Even The Police, at the height of their MTV dominance, used the DMX’s bass drum that summer. The machine gave its heartbeat to the No. 1 hit “Every Breath You Take”—although lead singer Sting’s insistence on using the DMX would lead to studio fisticuffs with the group’s drummer, Stewart Copeland.

Yet there’s another instantly recognizable DMX rhythm that debuted in 1983. It was a deliberate mashup of drum parts from several songs its creators had heard in New York nightclubs during a U.S. tour. And its creation has long been the stuff of legend—something that still annoys its programmer.

When those stories about the song “Blue Monday” are broached with New Order drummer Stephen Morris, he sighs. Morris is good natured to a fault, and he’s one of the true visionaries of programmed percussion. From his early days in post-punk legends Joy Division, Morris was experimenting with electronic drums and effects.

But Morris admits he’s a little tired of the tale about how he erased the original drum program from “Blue Monday” because he tripped over the power cord and accidentally unplugged the DMX.

“The thing was—the DMX, the very first version, was just so bloody unreliable,” Morris says. “And yeah, I got that it was all my fault because I’d become the machine’s keeper. And I was, like, abusing it in some terrible way.” He gives a wry grin. “So I’m manifesting my insecurities. And by telekinesis, I’m making the thing go wrong. But it was genuinely unreliable. It’s like, Fuck. Everything just disappeared as soon as you turned the power back on.”

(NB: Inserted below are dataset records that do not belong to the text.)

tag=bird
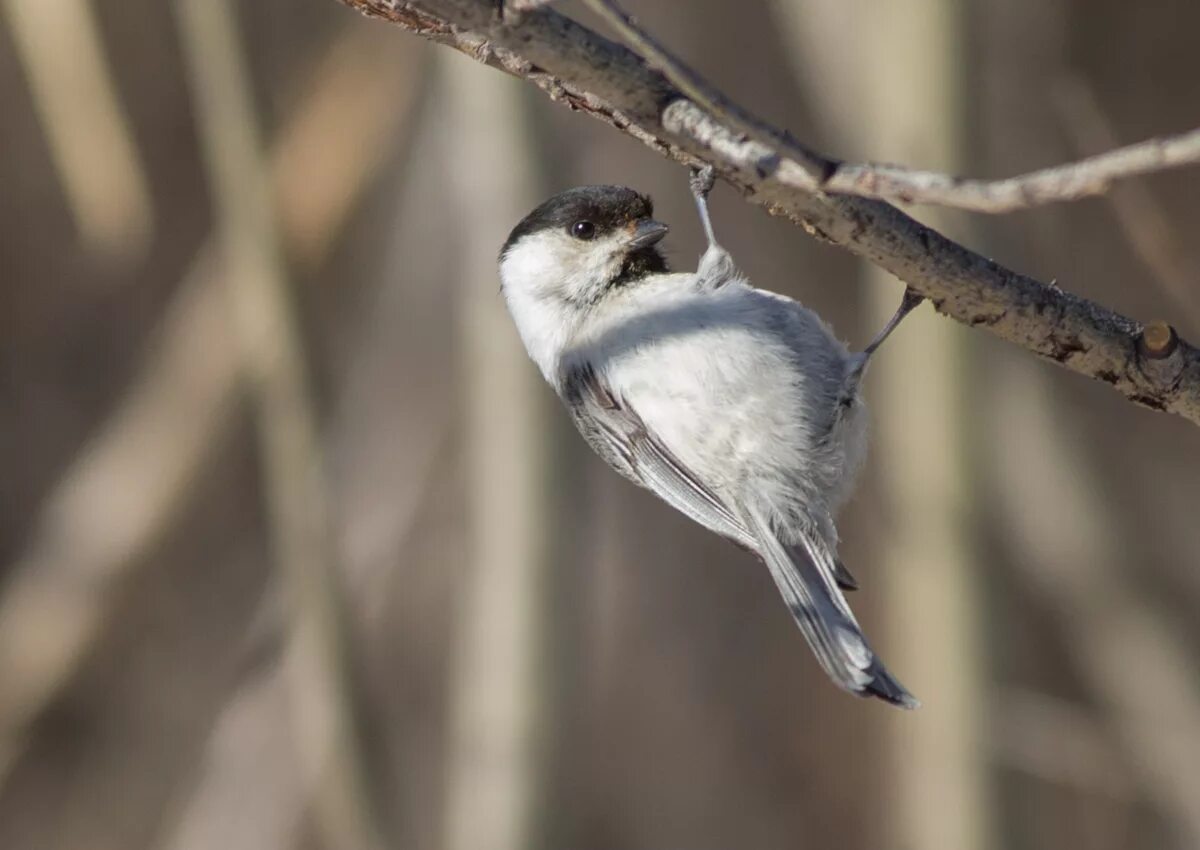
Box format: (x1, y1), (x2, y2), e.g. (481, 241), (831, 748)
(498, 167), (922, 708)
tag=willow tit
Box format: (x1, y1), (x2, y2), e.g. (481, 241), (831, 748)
(499, 169), (920, 708)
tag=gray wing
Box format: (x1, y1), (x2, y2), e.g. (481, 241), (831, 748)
(563, 363), (858, 591)
(562, 363), (917, 708)
(563, 363), (757, 550)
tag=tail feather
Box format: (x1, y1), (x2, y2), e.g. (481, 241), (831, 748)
(748, 510), (920, 708)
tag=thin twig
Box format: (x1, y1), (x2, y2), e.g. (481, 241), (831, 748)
(584, 0), (839, 182)
(822, 128), (1200, 214)
(1055, 74), (1200, 329)
(340, 0), (1200, 424)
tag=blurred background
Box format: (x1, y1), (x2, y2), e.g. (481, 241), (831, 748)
(0, 0), (1200, 850)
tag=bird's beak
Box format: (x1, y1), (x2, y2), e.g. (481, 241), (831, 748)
(626, 219), (670, 251)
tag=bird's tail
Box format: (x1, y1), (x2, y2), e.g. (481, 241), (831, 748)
(746, 510), (920, 708)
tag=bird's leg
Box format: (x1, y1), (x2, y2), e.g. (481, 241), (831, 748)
(863, 286), (925, 357)
(688, 166), (738, 289)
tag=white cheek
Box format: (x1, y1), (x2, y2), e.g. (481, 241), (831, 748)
(500, 226), (623, 383)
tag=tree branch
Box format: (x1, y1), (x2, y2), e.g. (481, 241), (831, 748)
(584, 0), (1200, 213)
(341, 0), (1200, 424)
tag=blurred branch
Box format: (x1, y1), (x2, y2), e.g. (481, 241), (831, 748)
(176, 0), (384, 850)
(0, 23), (416, 784)
(1055, 74), (1200, 329)
(5, 0), (154, 259)
(341, 0), (1200, 424)
(989, 361), (1200, 848)
(991, 689), (1136, 802)
(584, 0), (1200, 213)
(440, 54), (564, 850)
(158, 429), (450, 850)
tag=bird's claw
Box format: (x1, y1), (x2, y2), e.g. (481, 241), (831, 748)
(688, 166), (716, 200)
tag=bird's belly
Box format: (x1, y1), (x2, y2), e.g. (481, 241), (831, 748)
(606, 327), (806, 489)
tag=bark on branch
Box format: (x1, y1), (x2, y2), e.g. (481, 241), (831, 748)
(341, 0), (1200, 424)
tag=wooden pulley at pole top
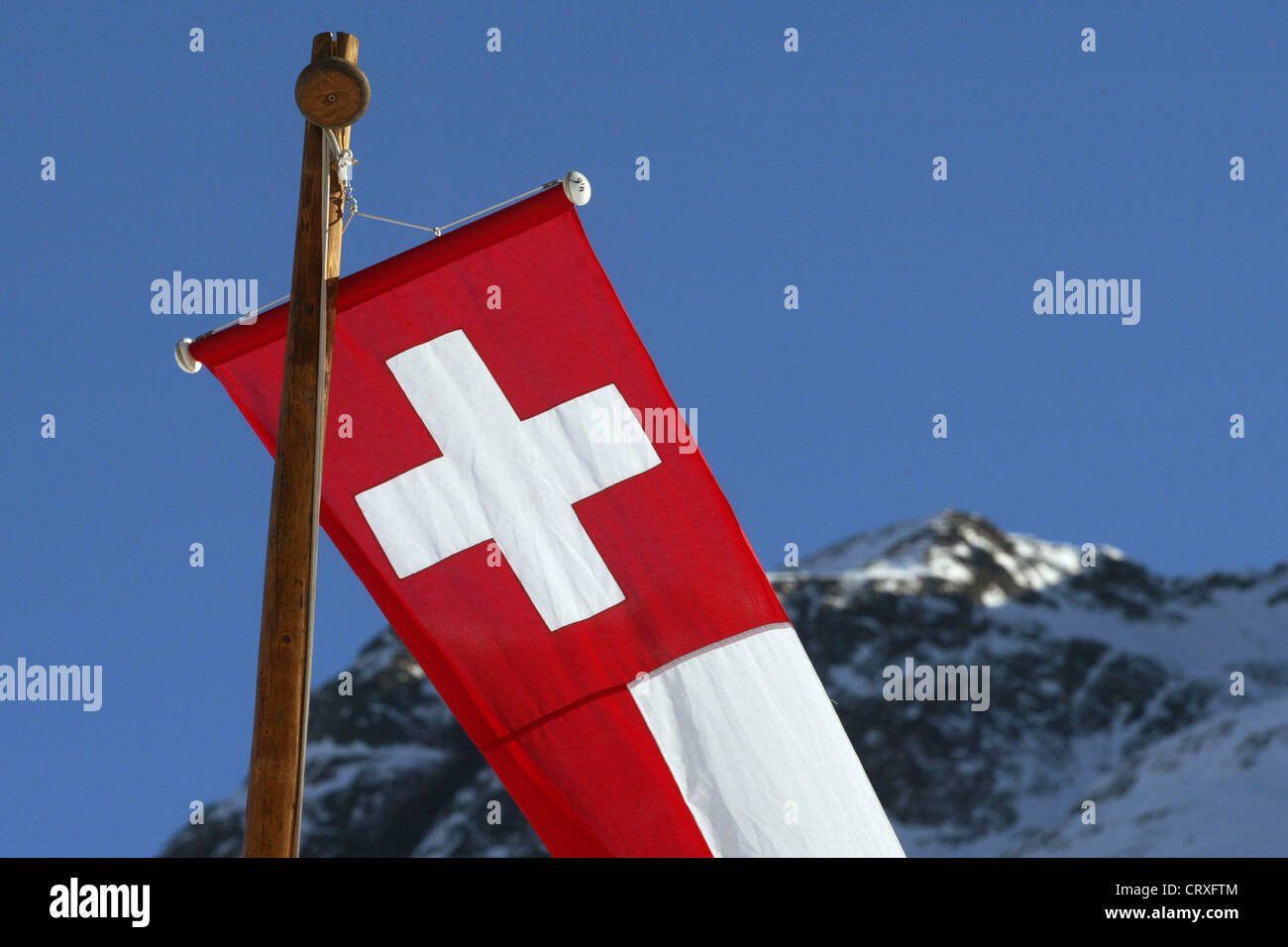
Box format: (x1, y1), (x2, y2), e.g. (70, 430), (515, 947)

That didn’t stop former New Order bassist Peter Hook from relating his version of events in his autobiography, Substance. “I remember being in the practice room watching Steve program it. He had it on the floor between the legs of a chair. Asked why, he said it was because the only [power cord] he could find was a short kettle [cord] from the kitchen. Hence our new £2,000 drum machine was stuck on the floor right next to his overflowing ashtray.”

So Hook wasn’t surprised when the DMX’s power cord was eventually knocked loose—and days of work disappeared. “The machine dumped all its information, and the first incarnation of ‘Blue Monday’ was lost,” he continued. “The upshot was we had to hurriedly recreate all these fantastic drum beats, rhythmic punctuations, fills, and drum stops we’d stolen from the songs we’d heard in New York clubs, as quickly as possible before they disappeared into the ether. It took a long time to recapture them, and the lingering doubt that we had lost the best version still haunts me now.”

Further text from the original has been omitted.